Consider this: If I were to tell you that, because I had to change my plans to add on new room to my home this year, it would actually be smaller next year, you would most likely laugh at me. If I were to tell you that, because I decided to continue buying my kids a Happy Meal during our weekly visit to McDonalds rather than move them up to an adult meal, I had actually reduced their food intake, you would probably wonder about my ability to reason. If I was to then tell you that, because I decided against expanding my cable package to include the Showtime movie pack, that I am actually reducing my service, you would most likely begin to wonder about my grasp of reality. If I then went on to explain that deciding to extend the current tax rates/policies in this country would be a tax cut, you might think [rather than questioning my sanity] that I was simply restating the beliefs of any number of liberal politicians or commentators speaking on the issue today.

I call this to your attention because recently I have heard many on the left argue against an extension of the current tax rate/policy in this country by calling it a tax cut for the wealthy. In their argument, an extension of what exists today will somehow be giving new money to those people they have defined as wealthy.

For those who hear this argument, accepting their premise makes accepting their argument all the more understandable. The problem here, as I have shown above, is that the premise is fundamentally flawed.

What is happening here is that the left [in this case] is framing the argument to try to pull attention away from the facts of the situation:

Fact: Keeping the current tax rate neither raises or lowers taxes

Fact: Allowing the current tax rate to go up raises taxes.

Fact: Lowering the current tax rate would lower taxes.

These facts cannot be argued [this uncontestability is actually the defining feature of what constitutes a fact.] Because this is the case, however, [and because those on the left understand that “We are against continuing the current tax rates because it neither lowers or raises taxes on the wealthy in this country” is a losing argument] it is clear that the left have decided to ignore those pesky little things called facts and simply argue fantasy.
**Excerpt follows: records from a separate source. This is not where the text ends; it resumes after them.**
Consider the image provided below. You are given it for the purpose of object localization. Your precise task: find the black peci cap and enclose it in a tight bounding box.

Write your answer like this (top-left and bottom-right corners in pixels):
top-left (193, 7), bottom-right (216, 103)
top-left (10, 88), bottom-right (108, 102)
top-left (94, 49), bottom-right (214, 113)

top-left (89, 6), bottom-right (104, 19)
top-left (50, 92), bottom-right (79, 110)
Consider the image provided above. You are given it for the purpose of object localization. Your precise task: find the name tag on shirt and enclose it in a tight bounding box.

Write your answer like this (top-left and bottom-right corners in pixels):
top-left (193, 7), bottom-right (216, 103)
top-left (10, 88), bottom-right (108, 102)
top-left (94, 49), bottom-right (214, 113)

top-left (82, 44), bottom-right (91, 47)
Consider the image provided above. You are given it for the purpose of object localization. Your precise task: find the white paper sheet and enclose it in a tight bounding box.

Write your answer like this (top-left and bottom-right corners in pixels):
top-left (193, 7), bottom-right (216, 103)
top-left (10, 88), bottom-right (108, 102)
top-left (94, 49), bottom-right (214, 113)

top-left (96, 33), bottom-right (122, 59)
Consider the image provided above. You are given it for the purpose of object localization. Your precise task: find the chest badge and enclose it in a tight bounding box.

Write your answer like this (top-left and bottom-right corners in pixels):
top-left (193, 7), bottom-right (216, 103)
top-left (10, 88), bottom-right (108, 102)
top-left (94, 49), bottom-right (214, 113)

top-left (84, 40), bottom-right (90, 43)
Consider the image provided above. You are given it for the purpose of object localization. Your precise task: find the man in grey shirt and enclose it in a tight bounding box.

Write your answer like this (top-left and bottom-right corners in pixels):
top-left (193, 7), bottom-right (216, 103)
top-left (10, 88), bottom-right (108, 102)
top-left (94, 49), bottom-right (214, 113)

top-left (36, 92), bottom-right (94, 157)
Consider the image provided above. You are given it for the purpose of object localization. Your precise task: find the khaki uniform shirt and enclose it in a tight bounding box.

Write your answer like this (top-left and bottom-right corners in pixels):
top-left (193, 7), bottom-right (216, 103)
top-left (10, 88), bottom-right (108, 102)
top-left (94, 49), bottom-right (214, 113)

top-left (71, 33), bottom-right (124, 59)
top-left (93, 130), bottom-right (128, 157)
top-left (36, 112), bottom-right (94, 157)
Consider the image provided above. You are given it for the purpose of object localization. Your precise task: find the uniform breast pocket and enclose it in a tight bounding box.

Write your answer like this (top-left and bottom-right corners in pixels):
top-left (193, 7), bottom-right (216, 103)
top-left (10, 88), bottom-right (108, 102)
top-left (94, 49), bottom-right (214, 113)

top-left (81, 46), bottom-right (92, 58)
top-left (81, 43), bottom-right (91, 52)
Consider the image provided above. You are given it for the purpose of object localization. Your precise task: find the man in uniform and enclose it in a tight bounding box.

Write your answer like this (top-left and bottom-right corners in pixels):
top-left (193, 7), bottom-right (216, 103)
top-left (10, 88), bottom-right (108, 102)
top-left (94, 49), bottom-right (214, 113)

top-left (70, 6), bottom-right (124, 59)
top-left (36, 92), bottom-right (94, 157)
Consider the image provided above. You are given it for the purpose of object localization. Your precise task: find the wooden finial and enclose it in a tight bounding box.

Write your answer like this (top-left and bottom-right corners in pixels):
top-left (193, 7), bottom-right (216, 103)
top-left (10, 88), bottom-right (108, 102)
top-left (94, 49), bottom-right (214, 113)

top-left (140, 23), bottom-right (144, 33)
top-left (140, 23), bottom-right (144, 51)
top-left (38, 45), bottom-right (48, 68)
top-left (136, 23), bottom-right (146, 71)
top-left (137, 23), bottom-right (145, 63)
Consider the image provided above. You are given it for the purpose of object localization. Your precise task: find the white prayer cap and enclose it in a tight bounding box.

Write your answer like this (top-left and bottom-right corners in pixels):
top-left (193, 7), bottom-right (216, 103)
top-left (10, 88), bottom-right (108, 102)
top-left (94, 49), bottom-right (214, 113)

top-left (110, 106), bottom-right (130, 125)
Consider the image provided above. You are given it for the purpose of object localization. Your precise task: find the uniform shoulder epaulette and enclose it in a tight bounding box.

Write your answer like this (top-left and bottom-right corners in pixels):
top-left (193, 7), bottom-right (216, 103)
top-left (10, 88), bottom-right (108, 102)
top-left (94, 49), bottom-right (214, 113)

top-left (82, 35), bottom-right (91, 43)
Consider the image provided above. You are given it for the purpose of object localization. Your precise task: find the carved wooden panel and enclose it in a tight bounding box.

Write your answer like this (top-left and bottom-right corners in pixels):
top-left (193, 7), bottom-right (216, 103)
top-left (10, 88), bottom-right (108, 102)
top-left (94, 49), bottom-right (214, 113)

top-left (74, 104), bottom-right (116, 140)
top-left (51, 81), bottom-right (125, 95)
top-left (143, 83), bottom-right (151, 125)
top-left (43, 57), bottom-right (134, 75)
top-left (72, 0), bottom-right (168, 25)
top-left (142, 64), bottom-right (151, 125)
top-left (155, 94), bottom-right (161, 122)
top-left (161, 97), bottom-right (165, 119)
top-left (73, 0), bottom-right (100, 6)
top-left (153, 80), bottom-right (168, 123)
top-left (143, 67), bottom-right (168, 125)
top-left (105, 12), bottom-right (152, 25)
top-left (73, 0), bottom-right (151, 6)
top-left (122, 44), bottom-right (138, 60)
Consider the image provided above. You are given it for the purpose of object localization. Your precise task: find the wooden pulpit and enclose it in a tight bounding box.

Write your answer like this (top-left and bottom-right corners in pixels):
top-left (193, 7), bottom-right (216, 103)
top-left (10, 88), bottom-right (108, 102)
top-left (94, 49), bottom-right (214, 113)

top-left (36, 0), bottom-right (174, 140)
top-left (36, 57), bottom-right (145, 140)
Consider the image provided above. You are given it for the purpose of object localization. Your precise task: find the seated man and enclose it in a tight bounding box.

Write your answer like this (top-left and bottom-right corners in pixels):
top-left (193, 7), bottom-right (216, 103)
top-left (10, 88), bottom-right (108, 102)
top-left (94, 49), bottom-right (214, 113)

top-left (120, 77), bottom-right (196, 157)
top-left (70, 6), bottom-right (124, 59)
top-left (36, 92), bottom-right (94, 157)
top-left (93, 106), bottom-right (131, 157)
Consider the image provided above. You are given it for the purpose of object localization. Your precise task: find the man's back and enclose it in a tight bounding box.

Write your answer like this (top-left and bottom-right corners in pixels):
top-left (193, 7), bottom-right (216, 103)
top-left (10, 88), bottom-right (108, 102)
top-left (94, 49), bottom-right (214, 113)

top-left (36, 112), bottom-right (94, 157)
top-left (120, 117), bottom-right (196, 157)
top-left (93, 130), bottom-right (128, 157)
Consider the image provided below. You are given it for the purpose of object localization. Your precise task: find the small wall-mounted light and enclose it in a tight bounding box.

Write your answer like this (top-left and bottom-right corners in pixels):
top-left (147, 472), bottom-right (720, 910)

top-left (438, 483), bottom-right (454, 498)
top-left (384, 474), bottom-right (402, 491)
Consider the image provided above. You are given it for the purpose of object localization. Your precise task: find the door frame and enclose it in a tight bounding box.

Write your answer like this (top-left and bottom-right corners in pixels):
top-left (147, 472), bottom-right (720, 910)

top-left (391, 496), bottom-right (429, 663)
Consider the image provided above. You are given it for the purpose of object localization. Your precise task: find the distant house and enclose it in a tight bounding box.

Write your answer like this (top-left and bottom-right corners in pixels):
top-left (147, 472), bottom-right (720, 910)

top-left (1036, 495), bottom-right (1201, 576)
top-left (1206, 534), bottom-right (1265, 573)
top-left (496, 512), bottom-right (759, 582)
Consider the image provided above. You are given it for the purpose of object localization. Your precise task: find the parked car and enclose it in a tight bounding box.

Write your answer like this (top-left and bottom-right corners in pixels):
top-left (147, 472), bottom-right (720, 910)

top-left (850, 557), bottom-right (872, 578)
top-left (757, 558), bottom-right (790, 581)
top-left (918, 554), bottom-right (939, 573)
This decision to argue fantasy, however, is nothing new. In the past I have heard politicians claim that the only way to know what is in the bill is to pass it [while any first grader would know that reading the bill and discussing it is another, and in this case better, way.] I have heard the President state that Comprehensive Healthcare Reform would actually lower our deficit [even though it would add millions of people to the rolls of a taxpayer funded program.] I continue to hear that the only way we can reduce the deficit by raising taxes [even though deficits are ongoing decisions that can be stopped tomorrow by deciding to only pass budgets are balanced.] These positions are clearly flawed but are all the more palatable for those who hear them because the arguments are framed to argue fantasy in an attempt to make each of them more believable.

The answer for those who are actually looking for a return to reason is to break down these frames in a very public way. Remind those who hear these flawed arguments of the obvious. Hold a press conference with a three year old child, show them a copy of the healthcare reform bill, and ask them how you could know what is written into it. [I guarantee the child will say to read it.] Hold a press conference with a dog and give it a piece of bacon. Watch the dog eat the bacon. Next put a bowl of bacon in front of the dog and watch it eat all of the bacon. Explain that without restraint, the dog will most likely continue to eat all of the bacon you give it while wanting more the same way that Congress will continue to spend all of the tax you give it while still wanting more.

Honesty dictates that we should never let those who have decided to ignore facts for fantasy get away with doing so.